Refugees migrating through Greece
More than for their economy, Greece was in the news in 2015 for being a popular transit point for refugees and migrants from Turkey, seeking jobs in places like Germany and Sweden. This stopped in 2016 when the European Union struck a deal with Turkey to shut down the illegal migration businesses along the Turkish coast. This is good news for lots of reasons.
Our itinerary for 2025 includes the island of Kythera, which has not been a site of migrants landing. Nor is it as close to Turkey as the islands that have been involved.

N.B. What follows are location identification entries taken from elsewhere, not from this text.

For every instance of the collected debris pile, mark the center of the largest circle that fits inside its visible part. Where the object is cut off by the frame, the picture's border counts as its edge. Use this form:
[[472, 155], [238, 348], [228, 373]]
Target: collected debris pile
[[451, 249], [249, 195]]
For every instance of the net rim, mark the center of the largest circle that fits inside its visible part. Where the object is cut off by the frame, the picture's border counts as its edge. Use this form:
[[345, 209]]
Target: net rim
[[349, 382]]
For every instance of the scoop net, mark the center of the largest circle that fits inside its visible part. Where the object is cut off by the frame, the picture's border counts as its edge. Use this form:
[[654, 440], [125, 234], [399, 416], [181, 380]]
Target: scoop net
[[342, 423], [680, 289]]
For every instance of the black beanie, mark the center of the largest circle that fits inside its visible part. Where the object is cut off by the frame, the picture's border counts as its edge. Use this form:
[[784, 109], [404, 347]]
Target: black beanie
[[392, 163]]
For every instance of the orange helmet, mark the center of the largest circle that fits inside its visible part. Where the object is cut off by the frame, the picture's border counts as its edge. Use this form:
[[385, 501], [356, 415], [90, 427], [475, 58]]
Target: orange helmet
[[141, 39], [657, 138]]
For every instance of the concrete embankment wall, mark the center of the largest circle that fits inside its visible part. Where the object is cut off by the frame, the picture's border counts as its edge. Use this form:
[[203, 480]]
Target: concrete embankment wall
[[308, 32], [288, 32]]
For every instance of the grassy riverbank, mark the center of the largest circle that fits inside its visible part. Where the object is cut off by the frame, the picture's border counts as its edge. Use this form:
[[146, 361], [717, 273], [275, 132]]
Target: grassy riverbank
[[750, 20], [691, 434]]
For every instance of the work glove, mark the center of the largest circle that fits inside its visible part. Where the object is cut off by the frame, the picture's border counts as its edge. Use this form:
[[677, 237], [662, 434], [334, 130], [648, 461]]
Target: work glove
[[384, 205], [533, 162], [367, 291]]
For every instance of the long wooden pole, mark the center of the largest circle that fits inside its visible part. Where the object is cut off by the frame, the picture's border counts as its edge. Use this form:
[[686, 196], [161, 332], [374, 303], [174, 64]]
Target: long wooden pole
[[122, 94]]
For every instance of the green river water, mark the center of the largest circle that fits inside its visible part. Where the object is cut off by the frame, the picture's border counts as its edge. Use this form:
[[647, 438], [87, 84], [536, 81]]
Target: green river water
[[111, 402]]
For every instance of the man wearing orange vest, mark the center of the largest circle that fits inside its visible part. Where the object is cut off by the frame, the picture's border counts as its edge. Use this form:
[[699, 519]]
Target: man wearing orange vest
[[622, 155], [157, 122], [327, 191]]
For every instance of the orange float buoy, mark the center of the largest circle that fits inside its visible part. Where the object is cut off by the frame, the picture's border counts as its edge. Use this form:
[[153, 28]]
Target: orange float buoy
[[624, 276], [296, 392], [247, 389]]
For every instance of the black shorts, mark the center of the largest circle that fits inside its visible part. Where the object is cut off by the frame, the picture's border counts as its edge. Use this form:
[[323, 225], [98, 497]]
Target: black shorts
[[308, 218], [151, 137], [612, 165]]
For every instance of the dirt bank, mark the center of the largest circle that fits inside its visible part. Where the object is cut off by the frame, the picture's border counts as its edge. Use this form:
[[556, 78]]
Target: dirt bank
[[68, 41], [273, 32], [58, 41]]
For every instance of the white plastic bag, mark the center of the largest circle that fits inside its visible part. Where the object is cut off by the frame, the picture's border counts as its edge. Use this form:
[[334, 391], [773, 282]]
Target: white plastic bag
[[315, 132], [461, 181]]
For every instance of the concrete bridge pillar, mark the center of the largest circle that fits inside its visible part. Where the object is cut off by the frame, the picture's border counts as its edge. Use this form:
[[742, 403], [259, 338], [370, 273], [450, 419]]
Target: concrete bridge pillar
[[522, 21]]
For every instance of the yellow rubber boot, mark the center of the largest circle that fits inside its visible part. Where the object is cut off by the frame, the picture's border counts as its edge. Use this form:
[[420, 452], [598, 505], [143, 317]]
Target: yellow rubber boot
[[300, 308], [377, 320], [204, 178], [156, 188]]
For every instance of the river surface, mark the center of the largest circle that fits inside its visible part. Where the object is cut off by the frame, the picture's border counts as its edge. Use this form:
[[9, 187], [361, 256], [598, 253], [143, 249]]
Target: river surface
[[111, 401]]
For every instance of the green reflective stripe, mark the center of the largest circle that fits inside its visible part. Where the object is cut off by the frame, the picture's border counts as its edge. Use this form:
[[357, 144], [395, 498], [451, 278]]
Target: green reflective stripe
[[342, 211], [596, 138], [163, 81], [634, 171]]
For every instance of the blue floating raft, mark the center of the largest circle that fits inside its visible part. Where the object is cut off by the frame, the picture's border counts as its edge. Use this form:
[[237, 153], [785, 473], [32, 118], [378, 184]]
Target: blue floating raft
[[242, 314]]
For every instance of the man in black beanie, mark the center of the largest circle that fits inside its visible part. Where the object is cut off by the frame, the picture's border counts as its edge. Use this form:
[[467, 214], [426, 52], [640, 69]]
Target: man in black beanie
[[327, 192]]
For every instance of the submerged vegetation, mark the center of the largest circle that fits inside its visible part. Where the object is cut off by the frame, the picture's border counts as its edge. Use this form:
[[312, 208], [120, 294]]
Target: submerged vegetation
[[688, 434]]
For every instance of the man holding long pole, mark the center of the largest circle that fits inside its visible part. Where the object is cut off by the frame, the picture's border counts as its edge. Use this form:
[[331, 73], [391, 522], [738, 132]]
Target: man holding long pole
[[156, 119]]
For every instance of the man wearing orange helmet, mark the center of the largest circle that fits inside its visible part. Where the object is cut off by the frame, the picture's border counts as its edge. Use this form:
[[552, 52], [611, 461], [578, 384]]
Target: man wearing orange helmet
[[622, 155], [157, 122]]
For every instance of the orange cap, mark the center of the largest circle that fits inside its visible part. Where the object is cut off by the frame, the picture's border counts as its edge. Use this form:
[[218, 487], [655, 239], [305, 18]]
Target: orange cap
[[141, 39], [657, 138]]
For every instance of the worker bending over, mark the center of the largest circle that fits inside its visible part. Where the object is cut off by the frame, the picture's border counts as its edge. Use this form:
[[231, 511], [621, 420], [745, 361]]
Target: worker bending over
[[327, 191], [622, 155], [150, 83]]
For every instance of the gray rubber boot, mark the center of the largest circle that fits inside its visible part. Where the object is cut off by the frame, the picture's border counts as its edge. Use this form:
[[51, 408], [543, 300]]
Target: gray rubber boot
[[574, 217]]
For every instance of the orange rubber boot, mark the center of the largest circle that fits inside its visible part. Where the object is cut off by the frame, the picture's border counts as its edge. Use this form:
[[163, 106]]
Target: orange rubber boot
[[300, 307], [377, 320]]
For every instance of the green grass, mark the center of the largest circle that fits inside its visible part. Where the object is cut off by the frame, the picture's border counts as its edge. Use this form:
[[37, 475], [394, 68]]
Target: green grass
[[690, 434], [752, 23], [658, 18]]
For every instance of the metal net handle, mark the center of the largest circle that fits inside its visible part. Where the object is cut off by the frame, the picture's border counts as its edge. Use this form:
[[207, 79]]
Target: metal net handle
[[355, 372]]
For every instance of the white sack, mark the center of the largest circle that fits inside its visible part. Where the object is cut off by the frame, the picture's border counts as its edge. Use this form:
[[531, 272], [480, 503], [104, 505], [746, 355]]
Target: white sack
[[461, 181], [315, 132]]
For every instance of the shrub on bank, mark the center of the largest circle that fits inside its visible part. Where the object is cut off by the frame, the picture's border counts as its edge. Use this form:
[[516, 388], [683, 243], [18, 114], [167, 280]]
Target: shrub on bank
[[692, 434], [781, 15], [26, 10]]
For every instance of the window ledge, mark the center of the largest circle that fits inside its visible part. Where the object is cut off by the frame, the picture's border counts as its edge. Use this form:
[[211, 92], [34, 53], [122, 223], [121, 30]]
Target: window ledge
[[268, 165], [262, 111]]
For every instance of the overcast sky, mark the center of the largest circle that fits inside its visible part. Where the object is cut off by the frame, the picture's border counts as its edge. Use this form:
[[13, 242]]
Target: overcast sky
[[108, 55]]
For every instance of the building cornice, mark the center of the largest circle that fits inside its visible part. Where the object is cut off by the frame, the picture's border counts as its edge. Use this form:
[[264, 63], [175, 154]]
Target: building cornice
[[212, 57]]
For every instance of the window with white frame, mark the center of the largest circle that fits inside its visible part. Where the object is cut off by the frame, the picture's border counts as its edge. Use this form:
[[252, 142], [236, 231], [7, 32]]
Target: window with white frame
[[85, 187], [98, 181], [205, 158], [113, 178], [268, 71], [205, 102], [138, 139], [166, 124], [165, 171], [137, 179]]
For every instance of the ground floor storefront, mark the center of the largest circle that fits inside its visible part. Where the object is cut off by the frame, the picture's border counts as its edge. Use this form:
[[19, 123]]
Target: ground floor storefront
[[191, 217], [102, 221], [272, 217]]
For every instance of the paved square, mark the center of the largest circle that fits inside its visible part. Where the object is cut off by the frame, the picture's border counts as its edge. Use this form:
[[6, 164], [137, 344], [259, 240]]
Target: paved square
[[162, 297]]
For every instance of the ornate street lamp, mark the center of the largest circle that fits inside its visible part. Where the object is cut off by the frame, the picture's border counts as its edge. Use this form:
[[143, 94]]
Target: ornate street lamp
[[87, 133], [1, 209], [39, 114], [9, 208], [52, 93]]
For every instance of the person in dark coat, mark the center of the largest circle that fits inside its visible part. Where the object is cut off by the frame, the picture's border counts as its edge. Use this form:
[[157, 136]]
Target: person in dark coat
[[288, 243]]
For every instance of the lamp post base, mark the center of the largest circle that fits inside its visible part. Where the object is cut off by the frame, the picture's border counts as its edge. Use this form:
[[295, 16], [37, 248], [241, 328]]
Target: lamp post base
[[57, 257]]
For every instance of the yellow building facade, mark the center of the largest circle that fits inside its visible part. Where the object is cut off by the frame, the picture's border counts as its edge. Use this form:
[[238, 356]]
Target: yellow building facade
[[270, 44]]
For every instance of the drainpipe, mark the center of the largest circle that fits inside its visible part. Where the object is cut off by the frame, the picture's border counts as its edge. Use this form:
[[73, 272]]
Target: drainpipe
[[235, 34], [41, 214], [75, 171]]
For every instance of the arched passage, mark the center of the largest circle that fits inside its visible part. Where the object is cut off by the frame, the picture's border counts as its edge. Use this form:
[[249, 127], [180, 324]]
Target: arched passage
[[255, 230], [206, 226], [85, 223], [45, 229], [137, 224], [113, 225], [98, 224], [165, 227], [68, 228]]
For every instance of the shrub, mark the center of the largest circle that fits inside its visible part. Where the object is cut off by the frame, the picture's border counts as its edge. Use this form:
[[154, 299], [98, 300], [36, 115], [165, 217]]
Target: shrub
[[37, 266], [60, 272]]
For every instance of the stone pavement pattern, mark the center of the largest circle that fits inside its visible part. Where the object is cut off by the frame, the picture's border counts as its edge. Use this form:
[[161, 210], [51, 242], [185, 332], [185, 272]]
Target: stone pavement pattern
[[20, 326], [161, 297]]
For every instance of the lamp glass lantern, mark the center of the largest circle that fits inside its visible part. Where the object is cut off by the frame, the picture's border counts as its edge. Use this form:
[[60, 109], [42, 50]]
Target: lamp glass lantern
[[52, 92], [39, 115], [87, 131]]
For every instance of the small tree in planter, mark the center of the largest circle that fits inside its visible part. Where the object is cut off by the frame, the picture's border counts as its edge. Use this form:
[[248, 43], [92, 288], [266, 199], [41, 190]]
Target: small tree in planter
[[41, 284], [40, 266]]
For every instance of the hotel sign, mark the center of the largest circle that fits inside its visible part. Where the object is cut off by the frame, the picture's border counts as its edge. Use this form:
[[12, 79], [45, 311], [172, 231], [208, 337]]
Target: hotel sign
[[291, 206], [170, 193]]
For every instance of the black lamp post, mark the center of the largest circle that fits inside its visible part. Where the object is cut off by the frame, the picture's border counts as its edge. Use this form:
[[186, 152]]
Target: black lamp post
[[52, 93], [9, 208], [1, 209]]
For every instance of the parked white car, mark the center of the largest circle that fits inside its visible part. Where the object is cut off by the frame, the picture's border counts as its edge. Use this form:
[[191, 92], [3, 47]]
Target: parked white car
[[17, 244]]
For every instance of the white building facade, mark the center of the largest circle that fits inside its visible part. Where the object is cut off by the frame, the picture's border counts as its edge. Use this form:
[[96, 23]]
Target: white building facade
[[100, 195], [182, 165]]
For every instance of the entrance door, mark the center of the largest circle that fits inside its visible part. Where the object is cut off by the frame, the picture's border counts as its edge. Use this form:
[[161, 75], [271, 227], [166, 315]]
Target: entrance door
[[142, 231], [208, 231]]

Theme – Competition in Antiquity: Athletes, Actors, and Sages
Take any play. Take any short story. Take any thick novel. They are peopled with protagonists and antagonists, as is, one might say, life itself. Protagonists and antagonists are both agonists, and really fat dictionaries will confirm this for you. But what is an agonist?
The classical word agōn (in Greek, αγών) means “contest, struggle.” This is a powerful concept, for three of the major contributions of classical Greece—athletics, drama, speech-making in the law courts and political assemblies—are all examples of agōnes. It is what ties together Medea vs. Jason, Agamemnon vs. Clytemnestra, Odysseus vs. those who would steal his wife and estate, Athens vs. Sparta, Socrates vs. just about everyone, St. Paul vs. those who hold to pagan practices, and all those foot-racers, wrestlers, and discus-throwers. Even more interesting, the agōn is nothing on which the Greeks had a monopoly; it famously has its counterparts elsewhere in the world, as in German (der Kampf) and in Arabic (jihad).
For this word, and the process named by it, to be so long-lived and so widespread, struggle must be multi-dimensional. In our readings and our travels, we will encounter a range of human struggle. We will read of struggles within families (the Oresteia), between warring states (Thucydides), between political dictates and religious principles (Antigone), between legal dictates and a moral mission (Socrates), between cultural realities and a religious mission (Paul), and between an individual’s life and aspirations (Marcus Aurelius). We will visit sites of struggle: a number of theaters and odeons, all four of the pan-Hellenic athletic sites, and the site of Athens’ budding democratic debates and trials.
The meaningfulness of agōn lies not, or at least not exclusively, in winning. The theme of this course, therefore, will not be “Look at all the ways to be a winner and be a loser!” Matters are more complex. Rather, the agōn challenges us to muster determination, to endure, and sometimes even to compromise. The range of these challenges will be the focus of this memorably situated course.